Given the immense success of the first film in 2003, the inevitable Pirates of the Caribbean sequel received an $80 million boost to its budget. The film definitely looks the part. Both immense in scale and fun, Dead Man’s Chest is easily on par with, if not better than, its predecessor.
Johnny Depp owns his character, a sly pirate named Jack Sparrow. Everything about his performance makes him a perfect centerpiece for the film. The witty dialogue is only the start. His mannerisms and facial expressions cannot be matched by any other actor in Hollywood.
The misadventures of Sparrow, Will Turner (Orlando Bloom), and Elizabeth Swan (Keira Knightley) create an immeasurable sense of chemistry on screen. At two and half hours, a few trims could have been made in spots, though not a single scene can be considered wasted. A far better pace keeps the story flowing more than character development. As a direct sequel, the established cast needs little introduction.
That leaves plenty of time for what is quickly becoming a trademark for director Gore Verbinski — grand-scale entertainment. The story leads to innovative and exciting action sequences, including a swordfight on a spinning wheel that is unforgettable. The imagination used to present this treasure quest is unbelievable.
Special effects are as good as they can be. Bill Nighy plays Davy Jones, and thanks to a brilliant performance and assistance from the no-expense-spared effects, his character comes to life in flawless fashion. The immense Kraken takes center stage as well, leading to even more exhausting excitement as crews battle the gargantuan beast via any means possible.
Other less-noticeable touches deserve credit as well. The set dressings are a definite cut above. Davy Jones’ ship contains tiny details everywhere, from seaweed hanging off its bows, broken boards, to tattered sails. It’s impossible to catch all of these fine additions on only one view. This is a movie that practically requires a second play, and that’s as much for its entertainment value as for its attention to detail.
The ending sets up the eventual disappointment that was At Worlds End. Dead Man’s Chest ends on a surprise note, wrapping up an adventure film that meets every expectation. This series will become a classic, and Dead Man’s Chest is certainly deserving of that moniker.
The problem with transfers like Dead Man’s Chest is that it spoils Blu-ray fans. This is as top of the line as the format can be. Rich contrast creates depth rarely seen in live-action movies. The print is free of any imperfections. Details are staggering throughout. Sharpness couldn’t possibly be any better, and the colors are extraordinary. This rivals CG animated films such for dominance of the Blu-ray video quality competition.
Waves crash, cannons fire, and the kraken destroys a boat. How else could this possibly sound other than perfect? Uncompressed PCM delivers on all accounts. Bass can only be described as “epic,” delivering a low-level punch that will test the limits of your equipment. It doesn’t drown out the active, immersive surrounds which are constantly delivering something to the viewer. There is hardly a scene that isn’t reference quality, whether for all-out action or the lower, subtle touches put into the film.

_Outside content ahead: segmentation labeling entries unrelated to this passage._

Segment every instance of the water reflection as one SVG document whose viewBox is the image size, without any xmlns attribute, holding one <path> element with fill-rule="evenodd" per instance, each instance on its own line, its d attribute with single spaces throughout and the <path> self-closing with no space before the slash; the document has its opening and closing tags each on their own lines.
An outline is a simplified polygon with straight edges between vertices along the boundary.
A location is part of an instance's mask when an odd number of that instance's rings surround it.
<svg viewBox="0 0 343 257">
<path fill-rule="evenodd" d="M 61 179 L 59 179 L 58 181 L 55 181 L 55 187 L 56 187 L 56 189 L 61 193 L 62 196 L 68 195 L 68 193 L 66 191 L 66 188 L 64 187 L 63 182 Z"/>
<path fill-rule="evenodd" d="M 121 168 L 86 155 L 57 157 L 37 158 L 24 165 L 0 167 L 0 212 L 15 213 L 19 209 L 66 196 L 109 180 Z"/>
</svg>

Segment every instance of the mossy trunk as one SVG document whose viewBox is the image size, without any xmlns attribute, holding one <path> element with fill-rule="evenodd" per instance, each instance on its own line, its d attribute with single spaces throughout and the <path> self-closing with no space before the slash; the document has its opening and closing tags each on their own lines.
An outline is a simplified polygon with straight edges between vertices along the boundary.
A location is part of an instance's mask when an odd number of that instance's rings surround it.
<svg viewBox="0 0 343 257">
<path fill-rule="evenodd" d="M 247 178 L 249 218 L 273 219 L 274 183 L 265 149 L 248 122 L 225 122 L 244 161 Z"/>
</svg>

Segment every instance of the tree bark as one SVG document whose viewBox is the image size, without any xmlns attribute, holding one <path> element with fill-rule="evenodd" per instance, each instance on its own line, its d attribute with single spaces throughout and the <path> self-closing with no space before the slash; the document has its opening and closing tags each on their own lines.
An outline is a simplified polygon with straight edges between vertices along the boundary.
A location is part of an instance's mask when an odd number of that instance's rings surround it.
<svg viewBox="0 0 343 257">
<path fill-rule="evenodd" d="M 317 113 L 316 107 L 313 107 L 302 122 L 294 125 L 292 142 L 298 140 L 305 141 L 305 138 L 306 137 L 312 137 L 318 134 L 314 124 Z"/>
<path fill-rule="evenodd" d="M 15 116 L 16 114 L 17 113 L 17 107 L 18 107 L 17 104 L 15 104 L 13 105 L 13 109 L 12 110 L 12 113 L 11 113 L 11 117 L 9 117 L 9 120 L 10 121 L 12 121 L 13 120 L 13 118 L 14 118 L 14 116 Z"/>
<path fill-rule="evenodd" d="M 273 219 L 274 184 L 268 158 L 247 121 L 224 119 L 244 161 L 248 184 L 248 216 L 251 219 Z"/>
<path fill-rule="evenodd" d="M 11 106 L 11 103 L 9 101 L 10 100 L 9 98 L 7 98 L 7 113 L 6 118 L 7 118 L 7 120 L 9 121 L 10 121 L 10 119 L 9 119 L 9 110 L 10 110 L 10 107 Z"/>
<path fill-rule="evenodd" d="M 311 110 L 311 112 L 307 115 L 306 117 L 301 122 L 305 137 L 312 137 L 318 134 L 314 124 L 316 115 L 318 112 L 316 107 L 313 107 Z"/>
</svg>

A commentary track from the writers is featured on disc one, along with a mildly amusing interactive disc game. Charting the Return is the first piece on disc two, a 25-minute piece on the shoot and its beginnings. According to Plan features loads of behind-the-scenes footage during its hour long run.
Captain Jack: From Head to Toe is a set of interactive featurettes that let viewers select which part of Depp’s wardrobe they’d like to see an HD video piece on. Meet Davy Jones is a piece that deconstructs the special effects on Bill Nighy’s character for 12 minutes. Creating the Kraken follows the same path as the latter.
Dead Men Tell New Tales is a feature on the changes to the Disneyland attraction for 13 minutes. While obviously selling the audience on the ride, it’s intriguing to see the updates to fit the movie. Fly on the Set: The Bone Cage is a wonderful behind-the-scenes piece with the only audio being that taken directly from the set and it’s a shame it only lasts for around four minutes.
Jerry Bruckheimer provides a photo diary, Pirates on Main Street details the premiere, and a short blooper reel provides some laughs. Finally, three separate featurettes focus on the stunts and how the specific actors handled them.